Unfortunately, it is all too easy to slide under the table without the support of a strong figure of authority. Liaqat Ali Khan was not a strong figure. The slide started with him, with the passing of the Objectives Resolution, and continued.
At the same time, the quest for an identity other than Islamic has been a part of Pakistan's cultural life from the outset. One of the strongest inputs came with Aitzaz Ahsan's articulation of a separate cultural entity on the banks of the Indus, in his book the Indus Saga And The Making of Pakistan.

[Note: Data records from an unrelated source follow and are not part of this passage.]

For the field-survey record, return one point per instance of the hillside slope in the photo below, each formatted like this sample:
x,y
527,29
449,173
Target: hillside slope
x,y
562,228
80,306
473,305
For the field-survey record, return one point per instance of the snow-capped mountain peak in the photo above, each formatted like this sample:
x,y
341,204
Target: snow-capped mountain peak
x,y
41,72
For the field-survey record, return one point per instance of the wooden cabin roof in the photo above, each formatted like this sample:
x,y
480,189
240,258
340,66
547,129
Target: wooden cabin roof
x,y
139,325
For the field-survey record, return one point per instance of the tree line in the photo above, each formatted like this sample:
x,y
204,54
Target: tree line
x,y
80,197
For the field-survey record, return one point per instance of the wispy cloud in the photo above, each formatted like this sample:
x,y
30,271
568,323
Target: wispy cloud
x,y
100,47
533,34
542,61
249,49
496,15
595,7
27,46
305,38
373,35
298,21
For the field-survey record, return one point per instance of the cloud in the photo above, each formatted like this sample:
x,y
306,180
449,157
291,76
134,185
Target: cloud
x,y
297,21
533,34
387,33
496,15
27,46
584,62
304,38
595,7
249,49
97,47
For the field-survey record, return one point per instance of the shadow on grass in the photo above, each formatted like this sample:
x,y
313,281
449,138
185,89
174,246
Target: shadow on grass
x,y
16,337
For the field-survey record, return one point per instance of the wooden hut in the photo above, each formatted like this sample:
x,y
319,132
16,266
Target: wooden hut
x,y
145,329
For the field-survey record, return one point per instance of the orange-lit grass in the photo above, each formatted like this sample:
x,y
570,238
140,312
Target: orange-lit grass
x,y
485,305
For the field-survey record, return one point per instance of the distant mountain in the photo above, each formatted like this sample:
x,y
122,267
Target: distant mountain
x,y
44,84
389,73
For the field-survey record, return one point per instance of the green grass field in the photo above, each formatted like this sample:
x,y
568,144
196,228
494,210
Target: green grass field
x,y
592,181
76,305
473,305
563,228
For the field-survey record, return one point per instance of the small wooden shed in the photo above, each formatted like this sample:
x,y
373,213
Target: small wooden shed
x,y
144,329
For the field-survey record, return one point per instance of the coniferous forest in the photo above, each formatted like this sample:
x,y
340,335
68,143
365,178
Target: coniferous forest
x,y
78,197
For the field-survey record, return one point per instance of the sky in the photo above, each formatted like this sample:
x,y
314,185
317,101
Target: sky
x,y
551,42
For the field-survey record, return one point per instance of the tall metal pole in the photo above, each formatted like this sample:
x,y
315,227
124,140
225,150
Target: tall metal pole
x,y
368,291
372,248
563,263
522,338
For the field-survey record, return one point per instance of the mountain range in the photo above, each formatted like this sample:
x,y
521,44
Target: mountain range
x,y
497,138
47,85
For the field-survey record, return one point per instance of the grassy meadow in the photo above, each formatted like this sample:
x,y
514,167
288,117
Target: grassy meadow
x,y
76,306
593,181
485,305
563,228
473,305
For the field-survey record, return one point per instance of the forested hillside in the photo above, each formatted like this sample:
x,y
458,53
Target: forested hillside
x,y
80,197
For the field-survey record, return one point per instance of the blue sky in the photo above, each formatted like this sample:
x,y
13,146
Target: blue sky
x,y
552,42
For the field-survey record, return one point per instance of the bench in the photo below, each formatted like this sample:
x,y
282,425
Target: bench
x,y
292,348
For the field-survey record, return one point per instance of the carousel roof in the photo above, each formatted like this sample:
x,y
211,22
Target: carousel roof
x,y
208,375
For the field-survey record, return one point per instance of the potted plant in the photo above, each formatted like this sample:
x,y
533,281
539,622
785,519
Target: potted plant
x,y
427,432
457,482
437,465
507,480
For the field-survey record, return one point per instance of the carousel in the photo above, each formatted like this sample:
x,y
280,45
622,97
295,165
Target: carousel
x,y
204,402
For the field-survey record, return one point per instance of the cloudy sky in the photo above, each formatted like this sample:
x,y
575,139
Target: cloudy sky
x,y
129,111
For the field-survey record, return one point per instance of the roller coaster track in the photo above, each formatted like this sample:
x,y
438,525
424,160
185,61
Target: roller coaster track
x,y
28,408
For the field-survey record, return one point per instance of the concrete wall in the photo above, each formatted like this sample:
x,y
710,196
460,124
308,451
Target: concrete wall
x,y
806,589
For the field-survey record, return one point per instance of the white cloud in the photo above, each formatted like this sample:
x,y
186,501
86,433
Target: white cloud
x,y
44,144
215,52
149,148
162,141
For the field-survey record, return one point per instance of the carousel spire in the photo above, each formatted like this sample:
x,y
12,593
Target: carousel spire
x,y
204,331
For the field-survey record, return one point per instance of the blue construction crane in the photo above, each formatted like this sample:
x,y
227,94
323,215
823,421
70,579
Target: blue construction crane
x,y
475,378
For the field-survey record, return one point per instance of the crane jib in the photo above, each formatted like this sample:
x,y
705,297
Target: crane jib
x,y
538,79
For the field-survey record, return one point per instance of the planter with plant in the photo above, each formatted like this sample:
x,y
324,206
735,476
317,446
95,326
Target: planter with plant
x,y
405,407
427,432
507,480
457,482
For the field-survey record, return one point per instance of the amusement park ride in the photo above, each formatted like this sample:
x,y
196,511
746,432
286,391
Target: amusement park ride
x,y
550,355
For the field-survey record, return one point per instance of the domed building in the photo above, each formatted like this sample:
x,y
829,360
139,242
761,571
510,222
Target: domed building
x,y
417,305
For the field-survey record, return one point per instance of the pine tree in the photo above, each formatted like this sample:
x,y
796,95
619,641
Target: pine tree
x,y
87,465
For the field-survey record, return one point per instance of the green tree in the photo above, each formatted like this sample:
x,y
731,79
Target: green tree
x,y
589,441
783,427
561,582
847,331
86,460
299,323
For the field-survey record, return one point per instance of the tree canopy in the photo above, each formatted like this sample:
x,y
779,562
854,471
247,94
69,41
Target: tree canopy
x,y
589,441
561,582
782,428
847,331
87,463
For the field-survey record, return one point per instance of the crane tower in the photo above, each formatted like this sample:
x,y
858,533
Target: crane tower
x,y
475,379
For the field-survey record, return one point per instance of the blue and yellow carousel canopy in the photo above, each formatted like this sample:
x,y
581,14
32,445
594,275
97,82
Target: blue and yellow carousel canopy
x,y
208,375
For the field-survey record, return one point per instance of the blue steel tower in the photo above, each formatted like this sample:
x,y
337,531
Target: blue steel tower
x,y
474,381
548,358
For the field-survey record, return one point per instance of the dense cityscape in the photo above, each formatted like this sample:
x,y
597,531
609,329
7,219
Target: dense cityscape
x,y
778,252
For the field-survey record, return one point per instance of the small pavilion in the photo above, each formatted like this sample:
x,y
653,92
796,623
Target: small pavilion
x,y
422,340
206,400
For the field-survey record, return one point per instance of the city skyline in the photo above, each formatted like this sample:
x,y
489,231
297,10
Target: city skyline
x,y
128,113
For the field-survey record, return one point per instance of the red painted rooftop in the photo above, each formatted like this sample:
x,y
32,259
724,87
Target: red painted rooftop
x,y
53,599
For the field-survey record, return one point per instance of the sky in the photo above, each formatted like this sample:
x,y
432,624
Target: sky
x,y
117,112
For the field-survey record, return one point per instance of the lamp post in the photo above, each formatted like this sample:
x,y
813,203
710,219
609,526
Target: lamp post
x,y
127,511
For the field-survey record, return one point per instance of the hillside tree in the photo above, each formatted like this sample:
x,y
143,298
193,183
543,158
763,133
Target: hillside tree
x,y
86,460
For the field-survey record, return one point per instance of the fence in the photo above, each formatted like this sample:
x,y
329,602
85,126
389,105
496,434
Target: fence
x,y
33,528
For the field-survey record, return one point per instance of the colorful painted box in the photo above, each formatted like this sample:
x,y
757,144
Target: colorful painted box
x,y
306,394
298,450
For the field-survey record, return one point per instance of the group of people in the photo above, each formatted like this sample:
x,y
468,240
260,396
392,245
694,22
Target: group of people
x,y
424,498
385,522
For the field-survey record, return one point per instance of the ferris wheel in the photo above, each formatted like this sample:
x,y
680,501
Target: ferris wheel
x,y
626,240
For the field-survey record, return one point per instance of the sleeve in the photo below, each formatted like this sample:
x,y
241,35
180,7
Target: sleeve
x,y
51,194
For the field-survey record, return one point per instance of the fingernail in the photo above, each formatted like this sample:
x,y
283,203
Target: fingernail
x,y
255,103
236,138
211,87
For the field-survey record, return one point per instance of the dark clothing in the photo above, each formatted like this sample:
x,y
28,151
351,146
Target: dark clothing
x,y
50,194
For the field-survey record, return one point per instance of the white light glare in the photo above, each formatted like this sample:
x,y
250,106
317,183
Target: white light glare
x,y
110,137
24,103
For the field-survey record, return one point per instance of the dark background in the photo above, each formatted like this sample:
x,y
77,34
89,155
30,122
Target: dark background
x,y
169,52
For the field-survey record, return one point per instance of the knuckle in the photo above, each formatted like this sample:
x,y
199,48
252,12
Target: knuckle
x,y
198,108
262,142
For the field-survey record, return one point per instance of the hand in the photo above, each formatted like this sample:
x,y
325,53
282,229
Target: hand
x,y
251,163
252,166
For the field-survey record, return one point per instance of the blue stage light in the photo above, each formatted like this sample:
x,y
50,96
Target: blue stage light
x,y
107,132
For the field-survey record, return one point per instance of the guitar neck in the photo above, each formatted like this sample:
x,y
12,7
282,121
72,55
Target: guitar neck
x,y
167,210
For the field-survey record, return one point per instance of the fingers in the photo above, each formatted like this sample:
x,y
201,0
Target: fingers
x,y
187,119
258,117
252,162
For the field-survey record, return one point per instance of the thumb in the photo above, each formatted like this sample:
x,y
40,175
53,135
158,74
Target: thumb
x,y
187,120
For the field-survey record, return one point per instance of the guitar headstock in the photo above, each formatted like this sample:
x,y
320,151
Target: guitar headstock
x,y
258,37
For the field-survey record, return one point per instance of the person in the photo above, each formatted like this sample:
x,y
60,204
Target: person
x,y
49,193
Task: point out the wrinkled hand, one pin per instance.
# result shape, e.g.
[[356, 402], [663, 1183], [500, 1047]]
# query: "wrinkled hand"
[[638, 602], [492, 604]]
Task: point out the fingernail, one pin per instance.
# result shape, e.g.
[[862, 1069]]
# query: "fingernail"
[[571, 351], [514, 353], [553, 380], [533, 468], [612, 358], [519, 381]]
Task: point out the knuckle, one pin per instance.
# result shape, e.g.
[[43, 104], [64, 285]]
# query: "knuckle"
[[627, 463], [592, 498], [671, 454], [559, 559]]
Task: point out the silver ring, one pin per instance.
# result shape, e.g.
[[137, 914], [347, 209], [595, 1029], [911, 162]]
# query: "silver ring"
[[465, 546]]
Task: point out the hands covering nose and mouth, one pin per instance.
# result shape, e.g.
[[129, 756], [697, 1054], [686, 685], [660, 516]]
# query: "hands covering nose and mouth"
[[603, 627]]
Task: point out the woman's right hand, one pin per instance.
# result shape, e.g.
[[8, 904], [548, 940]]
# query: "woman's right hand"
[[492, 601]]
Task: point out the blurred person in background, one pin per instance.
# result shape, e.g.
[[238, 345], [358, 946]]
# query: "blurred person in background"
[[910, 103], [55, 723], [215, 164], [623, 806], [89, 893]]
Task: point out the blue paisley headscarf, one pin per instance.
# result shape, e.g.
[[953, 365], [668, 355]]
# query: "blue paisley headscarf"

I want to reproduce an excerpt on the Book out of "The London TIMES' LITERARY SUPPLEMENT: LONDON (August 8, 1997) "Indus man's resistance" : The question of Pakistani identity is fraught with paradoxes and ambiguities. Unlike its nearest neighbours - most notably India, Iran and China - it has no grand narrative of cultural heritage; created to serve a historical and political need, it has continuously to invent, and reinvent, its own story. Is Pakistan a religious state, or an ideological construct? Does it, in spite of their much-articulated difference of religious identities (which have come to be seen as ethnicities), owe its cultural heritage entirely to India, of which it is often considered an amputated limb? Or, in the rising tide of fanaticism that threatens to engulf some of its Muslim neighbours, is it fulfilling a long-neglected agenda of returning to spiritual roots in the Arab or Middle Eastern world? These questions are addressed, with a dense and often bewildering proliferation of detail, by Aitzaz Ahsan in The Indus Saga and the Making of Pakistan. Ahsan is a lawyer, which makes the breadth of his historical, sociological and cultural research all the more impressive.
It is this quest that we are witnessing in this thread and in others, and that makes them hold out doggedly for a complete and unalloyed link with the IVC, however opposed to the facts that might be. It behoves us to enter into any discussion on this topic with sensitivity and a delicate touch (would that I followed my own advice at all times!).
Perhaps this thread too calls for a great deal of generosity when considering not only the arguments, but also the tactics accompanying the presentation of these arguments.